If I took paint to canvas, you would see something else. You would see a self that is not sure of itself. I put this mark here because I know that it belongs here, but inside (deep inside) I know that it doesn't. And I know that years of moving it a quarter inch to the left will only give me mild satisfaction in finding its rightful place, but by then the entire scene will have changed. I would rather carry out this relationship while you are not looking, it is going to take me too long to explain to you what my mother's face looked like when she realized that she was going to have to go it alone. I would rather show you what her face looked like when she cut her hair in a crowded gallery and let go of her "baby", in her own handwriting, eyes tearing up because she is starting to understand.
Every time I put a mark on a piece of paper, I think about an experience. By the end, the paper is a mess, my right hand has a smear of shimmering graphite all down the length of it, but I can't see the experience anymore. The experience becomes about the violence of those marks and the dirtiness of my hand. Why can't I just show you the experience? I was here, I did this, I wanted to show you. I wanted you to experience it. You can't crawl into the paper and feel what I felt. You can look at it and pretend, but you can't feel it how I felt it. I was there, I wanted to build something for you that you could hide inside of forever. I wanted to make this work for you, whoever you are. Because sometimes I just feel so. alone. And I wanted to know if you felt that way too.
I can't paint you something beautiful, because things that are beautiful get overlooked.
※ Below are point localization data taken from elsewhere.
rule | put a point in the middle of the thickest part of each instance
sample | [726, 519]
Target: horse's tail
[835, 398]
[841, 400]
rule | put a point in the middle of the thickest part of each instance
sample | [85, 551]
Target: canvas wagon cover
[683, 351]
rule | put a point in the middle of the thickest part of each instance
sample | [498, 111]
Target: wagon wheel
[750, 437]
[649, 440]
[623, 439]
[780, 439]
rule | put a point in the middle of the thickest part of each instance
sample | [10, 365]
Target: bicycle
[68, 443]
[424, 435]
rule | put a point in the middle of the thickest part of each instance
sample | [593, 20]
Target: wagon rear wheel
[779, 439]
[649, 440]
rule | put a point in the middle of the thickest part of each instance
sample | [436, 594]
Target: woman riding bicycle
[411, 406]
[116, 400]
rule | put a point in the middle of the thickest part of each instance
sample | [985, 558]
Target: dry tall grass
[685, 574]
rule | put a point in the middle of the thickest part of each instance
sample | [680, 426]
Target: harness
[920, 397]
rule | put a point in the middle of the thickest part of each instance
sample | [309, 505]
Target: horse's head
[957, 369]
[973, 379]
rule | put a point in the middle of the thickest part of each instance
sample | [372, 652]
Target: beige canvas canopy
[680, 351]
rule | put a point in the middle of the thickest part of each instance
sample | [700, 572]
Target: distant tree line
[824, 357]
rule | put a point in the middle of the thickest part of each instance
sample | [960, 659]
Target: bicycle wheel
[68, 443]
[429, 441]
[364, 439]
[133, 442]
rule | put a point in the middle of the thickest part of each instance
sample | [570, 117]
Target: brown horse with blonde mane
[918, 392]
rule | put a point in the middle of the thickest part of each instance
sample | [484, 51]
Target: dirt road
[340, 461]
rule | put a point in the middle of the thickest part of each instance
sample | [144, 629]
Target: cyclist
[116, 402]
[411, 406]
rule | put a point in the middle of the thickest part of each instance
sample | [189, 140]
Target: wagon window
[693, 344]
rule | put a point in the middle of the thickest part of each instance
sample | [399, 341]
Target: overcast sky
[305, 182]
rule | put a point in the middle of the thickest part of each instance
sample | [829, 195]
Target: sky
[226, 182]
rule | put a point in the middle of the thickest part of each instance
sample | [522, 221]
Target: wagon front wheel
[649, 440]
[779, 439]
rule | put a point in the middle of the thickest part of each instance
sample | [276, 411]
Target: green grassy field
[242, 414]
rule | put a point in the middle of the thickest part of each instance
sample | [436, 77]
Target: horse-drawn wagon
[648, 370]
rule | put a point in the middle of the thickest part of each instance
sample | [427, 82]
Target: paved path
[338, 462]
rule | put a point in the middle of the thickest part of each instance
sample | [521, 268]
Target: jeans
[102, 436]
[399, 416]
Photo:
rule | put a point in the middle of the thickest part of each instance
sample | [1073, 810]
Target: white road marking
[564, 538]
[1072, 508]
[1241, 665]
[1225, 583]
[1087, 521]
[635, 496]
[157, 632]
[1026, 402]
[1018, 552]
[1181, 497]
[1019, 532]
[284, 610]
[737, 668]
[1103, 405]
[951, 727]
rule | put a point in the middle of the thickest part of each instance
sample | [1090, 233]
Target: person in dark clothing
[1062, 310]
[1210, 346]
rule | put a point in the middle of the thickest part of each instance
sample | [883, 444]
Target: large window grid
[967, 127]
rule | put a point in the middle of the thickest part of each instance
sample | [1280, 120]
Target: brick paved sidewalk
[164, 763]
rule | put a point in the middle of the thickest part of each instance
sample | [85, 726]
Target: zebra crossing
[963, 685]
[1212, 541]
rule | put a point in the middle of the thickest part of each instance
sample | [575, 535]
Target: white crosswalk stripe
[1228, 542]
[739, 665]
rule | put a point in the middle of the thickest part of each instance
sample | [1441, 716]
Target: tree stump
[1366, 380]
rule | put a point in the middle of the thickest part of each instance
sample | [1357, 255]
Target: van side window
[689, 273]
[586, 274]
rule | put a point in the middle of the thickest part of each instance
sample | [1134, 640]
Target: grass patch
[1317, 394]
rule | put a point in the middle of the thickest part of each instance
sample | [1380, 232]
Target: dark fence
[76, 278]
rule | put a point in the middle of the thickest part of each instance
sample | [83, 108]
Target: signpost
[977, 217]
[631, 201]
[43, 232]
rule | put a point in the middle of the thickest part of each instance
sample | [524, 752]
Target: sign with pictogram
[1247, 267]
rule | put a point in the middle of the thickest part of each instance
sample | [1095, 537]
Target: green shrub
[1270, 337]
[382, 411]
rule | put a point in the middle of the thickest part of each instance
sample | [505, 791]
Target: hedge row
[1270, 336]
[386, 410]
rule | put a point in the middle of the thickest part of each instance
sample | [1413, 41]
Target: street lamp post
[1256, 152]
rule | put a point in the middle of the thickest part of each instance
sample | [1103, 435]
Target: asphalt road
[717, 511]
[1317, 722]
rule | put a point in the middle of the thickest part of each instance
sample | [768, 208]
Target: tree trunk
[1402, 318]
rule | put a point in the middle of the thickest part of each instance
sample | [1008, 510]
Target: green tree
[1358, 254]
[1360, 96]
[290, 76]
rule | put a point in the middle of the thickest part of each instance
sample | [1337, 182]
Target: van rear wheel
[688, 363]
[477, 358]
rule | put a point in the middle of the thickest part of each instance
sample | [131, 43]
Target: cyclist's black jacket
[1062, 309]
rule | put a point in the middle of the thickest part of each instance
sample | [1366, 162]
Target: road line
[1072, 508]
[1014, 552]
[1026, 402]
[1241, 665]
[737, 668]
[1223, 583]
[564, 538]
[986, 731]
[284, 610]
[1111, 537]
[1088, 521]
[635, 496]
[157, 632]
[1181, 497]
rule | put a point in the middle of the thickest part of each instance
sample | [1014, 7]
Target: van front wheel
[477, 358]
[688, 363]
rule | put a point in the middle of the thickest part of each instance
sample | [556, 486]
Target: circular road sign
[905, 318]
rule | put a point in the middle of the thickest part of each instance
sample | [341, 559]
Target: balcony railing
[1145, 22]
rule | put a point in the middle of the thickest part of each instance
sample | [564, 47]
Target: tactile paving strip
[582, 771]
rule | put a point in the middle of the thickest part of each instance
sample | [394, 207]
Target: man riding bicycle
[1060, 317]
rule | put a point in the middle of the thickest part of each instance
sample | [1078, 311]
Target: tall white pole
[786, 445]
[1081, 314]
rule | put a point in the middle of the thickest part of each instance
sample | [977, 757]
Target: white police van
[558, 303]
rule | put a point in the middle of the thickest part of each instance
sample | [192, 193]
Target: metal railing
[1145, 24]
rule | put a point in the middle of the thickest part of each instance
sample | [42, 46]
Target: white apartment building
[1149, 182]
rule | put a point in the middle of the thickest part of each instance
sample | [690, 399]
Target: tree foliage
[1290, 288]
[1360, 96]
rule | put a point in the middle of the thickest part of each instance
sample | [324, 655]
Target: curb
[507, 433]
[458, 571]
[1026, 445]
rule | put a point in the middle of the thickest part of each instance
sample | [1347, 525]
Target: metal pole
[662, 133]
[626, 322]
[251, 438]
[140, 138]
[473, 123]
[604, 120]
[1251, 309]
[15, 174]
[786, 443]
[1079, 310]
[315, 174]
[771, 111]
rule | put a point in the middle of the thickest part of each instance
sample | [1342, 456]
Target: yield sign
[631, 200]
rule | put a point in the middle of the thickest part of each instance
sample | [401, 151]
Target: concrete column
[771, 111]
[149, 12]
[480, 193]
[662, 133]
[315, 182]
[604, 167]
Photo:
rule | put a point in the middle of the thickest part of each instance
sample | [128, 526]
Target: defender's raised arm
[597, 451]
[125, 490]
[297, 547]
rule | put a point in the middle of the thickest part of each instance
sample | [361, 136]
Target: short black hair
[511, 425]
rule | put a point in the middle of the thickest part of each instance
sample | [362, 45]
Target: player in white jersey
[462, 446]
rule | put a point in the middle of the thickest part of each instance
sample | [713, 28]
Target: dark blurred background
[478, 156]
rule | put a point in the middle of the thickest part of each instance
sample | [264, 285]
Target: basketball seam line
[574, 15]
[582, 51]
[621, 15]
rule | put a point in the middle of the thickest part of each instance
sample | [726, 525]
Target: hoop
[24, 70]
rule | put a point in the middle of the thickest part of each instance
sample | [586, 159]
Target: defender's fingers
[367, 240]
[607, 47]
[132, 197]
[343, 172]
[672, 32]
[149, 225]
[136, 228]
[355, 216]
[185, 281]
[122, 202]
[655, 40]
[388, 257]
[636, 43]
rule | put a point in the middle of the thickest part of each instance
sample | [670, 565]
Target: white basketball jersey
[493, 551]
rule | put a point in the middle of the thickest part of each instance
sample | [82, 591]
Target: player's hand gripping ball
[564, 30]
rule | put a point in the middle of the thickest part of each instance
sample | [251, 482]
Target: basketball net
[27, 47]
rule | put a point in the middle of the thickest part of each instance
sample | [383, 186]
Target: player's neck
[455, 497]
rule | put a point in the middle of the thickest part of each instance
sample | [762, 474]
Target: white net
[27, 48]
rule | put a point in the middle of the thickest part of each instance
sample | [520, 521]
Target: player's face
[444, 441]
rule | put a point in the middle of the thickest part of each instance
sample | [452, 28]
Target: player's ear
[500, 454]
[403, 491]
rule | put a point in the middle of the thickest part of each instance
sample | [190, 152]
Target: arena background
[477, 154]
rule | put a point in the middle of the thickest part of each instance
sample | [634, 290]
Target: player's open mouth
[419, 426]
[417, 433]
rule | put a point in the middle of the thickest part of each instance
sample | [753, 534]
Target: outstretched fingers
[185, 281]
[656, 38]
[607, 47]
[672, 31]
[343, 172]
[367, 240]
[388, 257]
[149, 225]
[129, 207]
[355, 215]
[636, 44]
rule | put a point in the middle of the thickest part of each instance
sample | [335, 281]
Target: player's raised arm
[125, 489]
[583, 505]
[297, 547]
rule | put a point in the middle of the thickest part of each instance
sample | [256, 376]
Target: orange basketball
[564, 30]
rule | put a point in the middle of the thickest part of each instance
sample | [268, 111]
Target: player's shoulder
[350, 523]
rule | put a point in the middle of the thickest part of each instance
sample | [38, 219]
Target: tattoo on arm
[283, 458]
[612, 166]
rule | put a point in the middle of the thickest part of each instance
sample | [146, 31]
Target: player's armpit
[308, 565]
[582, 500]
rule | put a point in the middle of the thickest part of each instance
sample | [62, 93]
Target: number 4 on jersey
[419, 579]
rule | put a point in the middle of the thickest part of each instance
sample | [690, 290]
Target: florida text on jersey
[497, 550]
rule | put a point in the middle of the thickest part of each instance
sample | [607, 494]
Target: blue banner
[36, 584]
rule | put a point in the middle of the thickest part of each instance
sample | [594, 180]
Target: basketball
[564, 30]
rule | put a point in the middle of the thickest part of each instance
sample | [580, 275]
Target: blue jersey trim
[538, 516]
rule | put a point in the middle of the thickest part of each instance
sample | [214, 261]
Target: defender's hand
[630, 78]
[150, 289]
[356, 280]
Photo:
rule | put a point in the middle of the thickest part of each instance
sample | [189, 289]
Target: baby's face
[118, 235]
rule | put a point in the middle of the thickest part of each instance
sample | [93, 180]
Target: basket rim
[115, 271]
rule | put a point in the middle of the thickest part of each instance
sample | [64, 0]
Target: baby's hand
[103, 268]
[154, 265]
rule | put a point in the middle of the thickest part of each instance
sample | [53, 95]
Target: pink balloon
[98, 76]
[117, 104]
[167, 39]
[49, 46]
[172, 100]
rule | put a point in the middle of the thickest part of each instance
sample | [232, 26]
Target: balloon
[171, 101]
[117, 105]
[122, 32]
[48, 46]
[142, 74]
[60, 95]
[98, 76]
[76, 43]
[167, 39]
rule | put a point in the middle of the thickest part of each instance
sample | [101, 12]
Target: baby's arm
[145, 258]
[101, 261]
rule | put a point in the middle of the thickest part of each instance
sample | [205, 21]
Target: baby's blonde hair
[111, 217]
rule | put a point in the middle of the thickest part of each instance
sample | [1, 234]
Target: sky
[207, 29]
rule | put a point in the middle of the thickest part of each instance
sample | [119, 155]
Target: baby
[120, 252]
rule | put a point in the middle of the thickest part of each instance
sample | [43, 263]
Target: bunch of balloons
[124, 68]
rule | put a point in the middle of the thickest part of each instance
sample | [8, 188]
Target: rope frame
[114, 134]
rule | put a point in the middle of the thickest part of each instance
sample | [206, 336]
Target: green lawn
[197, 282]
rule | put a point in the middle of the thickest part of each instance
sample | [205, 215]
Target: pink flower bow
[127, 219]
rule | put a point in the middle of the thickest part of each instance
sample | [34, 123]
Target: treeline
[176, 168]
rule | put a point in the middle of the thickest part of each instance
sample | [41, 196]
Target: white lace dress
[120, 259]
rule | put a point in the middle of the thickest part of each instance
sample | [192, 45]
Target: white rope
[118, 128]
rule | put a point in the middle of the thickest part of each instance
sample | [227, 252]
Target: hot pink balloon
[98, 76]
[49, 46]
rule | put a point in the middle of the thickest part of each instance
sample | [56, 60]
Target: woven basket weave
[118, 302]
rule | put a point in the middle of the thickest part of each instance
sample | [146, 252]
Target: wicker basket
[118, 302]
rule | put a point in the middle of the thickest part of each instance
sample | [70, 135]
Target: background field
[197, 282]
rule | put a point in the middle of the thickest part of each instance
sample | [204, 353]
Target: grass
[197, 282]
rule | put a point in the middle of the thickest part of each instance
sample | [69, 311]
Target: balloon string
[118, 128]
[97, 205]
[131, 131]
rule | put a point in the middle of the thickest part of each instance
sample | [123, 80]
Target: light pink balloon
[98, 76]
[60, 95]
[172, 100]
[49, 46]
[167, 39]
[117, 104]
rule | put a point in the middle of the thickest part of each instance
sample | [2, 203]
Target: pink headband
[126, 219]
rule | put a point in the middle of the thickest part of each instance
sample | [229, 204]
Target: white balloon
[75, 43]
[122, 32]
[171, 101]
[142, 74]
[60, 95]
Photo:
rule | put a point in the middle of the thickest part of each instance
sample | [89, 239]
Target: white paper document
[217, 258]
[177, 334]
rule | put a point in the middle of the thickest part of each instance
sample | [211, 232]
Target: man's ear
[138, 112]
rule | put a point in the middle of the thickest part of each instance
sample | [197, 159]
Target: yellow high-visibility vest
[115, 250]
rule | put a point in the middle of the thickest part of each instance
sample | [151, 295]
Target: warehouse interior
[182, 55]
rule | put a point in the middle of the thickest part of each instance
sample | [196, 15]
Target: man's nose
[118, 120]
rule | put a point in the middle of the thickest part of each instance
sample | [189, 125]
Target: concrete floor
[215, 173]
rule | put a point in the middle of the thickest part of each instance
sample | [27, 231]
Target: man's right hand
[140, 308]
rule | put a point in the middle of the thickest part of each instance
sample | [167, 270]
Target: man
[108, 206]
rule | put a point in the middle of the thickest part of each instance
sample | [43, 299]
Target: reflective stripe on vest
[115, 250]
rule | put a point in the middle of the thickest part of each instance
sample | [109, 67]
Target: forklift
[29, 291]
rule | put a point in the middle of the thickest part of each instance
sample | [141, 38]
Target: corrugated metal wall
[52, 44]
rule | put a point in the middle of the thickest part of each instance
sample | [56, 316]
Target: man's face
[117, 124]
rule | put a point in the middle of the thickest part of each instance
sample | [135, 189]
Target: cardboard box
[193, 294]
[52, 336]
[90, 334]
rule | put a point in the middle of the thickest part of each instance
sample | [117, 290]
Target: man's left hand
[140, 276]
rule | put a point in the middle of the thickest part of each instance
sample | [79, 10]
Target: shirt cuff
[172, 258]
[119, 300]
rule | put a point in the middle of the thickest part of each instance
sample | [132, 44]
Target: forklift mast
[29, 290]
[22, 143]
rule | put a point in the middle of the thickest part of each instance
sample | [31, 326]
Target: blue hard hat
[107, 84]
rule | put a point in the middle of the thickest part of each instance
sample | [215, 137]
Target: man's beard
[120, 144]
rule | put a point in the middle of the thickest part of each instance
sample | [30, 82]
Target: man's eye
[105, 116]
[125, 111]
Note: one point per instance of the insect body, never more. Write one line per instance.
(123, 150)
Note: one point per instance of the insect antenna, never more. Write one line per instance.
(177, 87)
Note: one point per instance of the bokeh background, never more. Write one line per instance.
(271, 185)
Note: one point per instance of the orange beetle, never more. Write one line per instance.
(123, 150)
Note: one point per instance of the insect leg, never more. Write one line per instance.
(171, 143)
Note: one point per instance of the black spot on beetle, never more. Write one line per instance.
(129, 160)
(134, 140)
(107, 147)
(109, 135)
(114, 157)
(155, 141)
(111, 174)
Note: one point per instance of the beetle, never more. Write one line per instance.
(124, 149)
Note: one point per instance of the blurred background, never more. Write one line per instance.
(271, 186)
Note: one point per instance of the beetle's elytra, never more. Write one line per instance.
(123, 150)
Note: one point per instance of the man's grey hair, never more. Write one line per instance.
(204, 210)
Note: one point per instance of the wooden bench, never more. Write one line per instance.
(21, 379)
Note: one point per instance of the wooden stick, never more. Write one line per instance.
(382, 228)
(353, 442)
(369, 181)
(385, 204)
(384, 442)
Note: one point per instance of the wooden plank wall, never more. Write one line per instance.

Things that are beautiful are just looked at because they don't need to go deeper. "I like to look at that, it is pleasing, it is pretty", but what if I want to give you something deeper than that? For you to have to get closer, to participate... to afterwards question yourself only to find yourself beautiful. To find yourself deeper. To find yourself.
I feel like I am getting there. I want to dissect my ego and find out why it wants to swell. I want to give everyone I know a chance to let me inside of their head and for me to fully appreciate them for it. I want everyone to be able to let go of what is hurting them, the way that I can't let go of what is hurting me. Show me that it is as beautiful as I promised myself that it would be, because with paint I falter. With ink and graphite, I make these messes that look like what is on the inside but I would still have to tell you. I don't want to tell you anymore. Tell me what you think it is about.

Take what you want from this, it is for you.